Operating in an increasingly digital world, where physical borders are more and more irrelevant as to how business is done, requires an acknowledgement on the part of regulators to change the way that they themselves operate, especially in financial services where jurisdictional currency, security and commodities laws and the treatment of customers can vary.  

“It’s not viable to be an analog regulator in a digital world. There is a real understanding, appetite, enthusiasm and, indeed, need, for us to take a lot of the learnings that we’ve been happy to receive in the fintech and regtech space and apply them to ourselves. We are turning the mirror on ourselves and asking how we should operate as a digitally enabled, data-enabled organization. How do we start to transform ourselves toward a modern operating model, a heavier user of advanced technologies and advanced techniques? And how do we keep pace with, understand and engage with the external market whilst also leveraging these capabilities ourselves?” illustrates Cook.

These efforts have seen Cook oversee the first stages of a significant increase in the data science resource throughout the FCA, ultimately moving it from a cottage industry to a core capability, federated across the organization with the skills widespread and experience high rather than siloed in specific functions. 

“Innovation is an ongoing process. You don’t just innovate and stop. And it can’t just exist in a silo. We’re in an interesting state where, although we have brought most of our innovation activities under a single division for the first time, we have simultaneously recognized the need for innovation to take hold and be fostered throughout the entire organization. We are starting to create data science units to sit within all the various functions of what we do.

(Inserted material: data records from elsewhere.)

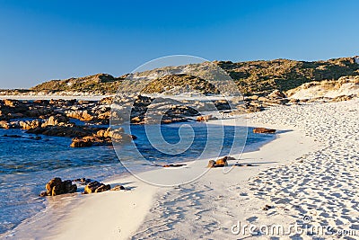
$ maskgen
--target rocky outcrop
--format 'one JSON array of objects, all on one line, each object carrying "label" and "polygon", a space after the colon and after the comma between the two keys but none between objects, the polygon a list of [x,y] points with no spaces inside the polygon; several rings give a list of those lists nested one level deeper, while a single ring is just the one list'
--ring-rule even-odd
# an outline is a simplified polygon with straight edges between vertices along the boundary
[{"label": "rocky outcrop", "polygon": [[61,178],[56,177],[46,184],[46,191],[40,193],[40,196],[57,196],[66,193],[74,193],[76,192],[77,186],[73,184],[71,180],[63,182]]},{"label": "rocky outcrop", "polygon": [[217,120],[217,118],[215,118],[212,115],[204,115],[204,116],[198,116],[196,119],[197,121],[208,121],[211,120]]},{"label": "rocky outcrop", "polygon": [[270,129],[266,128],[255,128],[253,133],[276,133],[276,129]]},{"label": "rocky outcrop", "polygon": [[41,124],[41,128],[46,128],[47,126],[65,126],[68,123],[68,118],[62,114],[57,114],[50,116]]},{"label": "rocky outcrop", "polygon": [[112,142],[127,143],[136,139],[133,135],[126,134],[122,128],[101,129],[92,135],[74,138],[70,145],[72,147],[88,147],[92,146],[110,146]]},{"label": "rocky outcrop", "polygon": [[109,184],[104,184],[101,183],[97,181],[93,181],[90,183],[88,183],[83,190],[83,194],[88,194],[88,193],[97,193],[97,192],[101,192],[105,191],[109,191],[111,189],[111,186]]}]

“As an innovation director, I can look with some pride at the fact that there are intrapreneurs popping up all over this organization. Part of my role is to help nurture and support the growth of new ideas, new solutions and new approaches to achieving our important domestic and international responsibilities,” says Cook. 

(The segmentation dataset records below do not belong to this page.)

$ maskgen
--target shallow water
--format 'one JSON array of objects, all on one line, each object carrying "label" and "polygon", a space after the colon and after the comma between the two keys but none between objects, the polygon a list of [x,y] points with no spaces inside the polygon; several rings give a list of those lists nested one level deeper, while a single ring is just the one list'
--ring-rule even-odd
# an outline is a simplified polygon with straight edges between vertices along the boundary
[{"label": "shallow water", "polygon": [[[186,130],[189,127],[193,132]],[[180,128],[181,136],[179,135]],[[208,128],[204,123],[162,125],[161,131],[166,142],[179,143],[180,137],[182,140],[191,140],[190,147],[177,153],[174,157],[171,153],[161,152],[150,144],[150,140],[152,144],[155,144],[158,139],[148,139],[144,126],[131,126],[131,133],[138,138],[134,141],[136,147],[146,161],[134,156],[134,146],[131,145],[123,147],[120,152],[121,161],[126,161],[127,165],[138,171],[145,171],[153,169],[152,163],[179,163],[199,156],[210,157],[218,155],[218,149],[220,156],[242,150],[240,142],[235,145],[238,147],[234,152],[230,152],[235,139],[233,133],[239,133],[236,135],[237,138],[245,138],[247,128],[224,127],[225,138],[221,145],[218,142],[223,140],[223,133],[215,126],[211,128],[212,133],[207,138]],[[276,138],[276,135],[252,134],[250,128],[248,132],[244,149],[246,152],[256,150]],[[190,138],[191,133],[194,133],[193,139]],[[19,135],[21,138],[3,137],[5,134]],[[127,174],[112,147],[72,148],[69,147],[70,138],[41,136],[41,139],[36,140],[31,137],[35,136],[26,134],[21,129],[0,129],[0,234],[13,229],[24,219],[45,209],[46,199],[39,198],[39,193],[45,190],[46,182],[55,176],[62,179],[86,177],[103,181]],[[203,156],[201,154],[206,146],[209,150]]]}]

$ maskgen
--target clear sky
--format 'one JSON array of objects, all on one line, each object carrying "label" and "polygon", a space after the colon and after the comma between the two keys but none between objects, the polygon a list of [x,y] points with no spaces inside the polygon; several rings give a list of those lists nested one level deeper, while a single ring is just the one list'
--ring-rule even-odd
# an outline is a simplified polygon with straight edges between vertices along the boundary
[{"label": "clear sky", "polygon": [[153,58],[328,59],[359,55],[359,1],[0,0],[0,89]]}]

Bringing about this type of change is not without its challenges, chief among them bringing new skill sets and ways of thinking and of working into the organization. However, creating an environment that supports creative thinking and experimentation has been just as important to the process.  

Cook adds: “We can identify the skills we may need for a particular program of work quite easily: data scientists, software engineers, etc. On the face of it there is a large pool of talent to recruit from. However, intangibles such as behaviors, attitudes, social and emotional intelligence are just as important as finding someone with the necessary technical capabilities. We need to be able to foster an environment where creative, motivated colleagues with diverse skills and ideas can work together to achieve shared goals.”

What does Cook think success will look like for an innovation capability within financial services and conduct regulators, which, frankly, are not noted for their pace of change?  

Cook says: “For me, success will only in part lie in introducing new skills and structures, with a greater focus in being a catalyst for new attitudes and ideas. I want to see new cultural traits emerge; a willingness to learn through experimentation, to be curious about what is on and beyond the horizon, to engage with diverse thoughts and to bring them into our organizations; balancing ambitious moon shots with readily achievable quick wins.

“To do this will require top-level support, a collaborative approach within and beyond the FCA’s boundaries, an impatience to learn, and a great desire to accelerate progress. Part of my responsibility as an innovation director is to cultivate and broaden a culture of innovation throughout the entire FCA, not just within a single division. It's a really, really exciting time for us and a very busy period ahead.”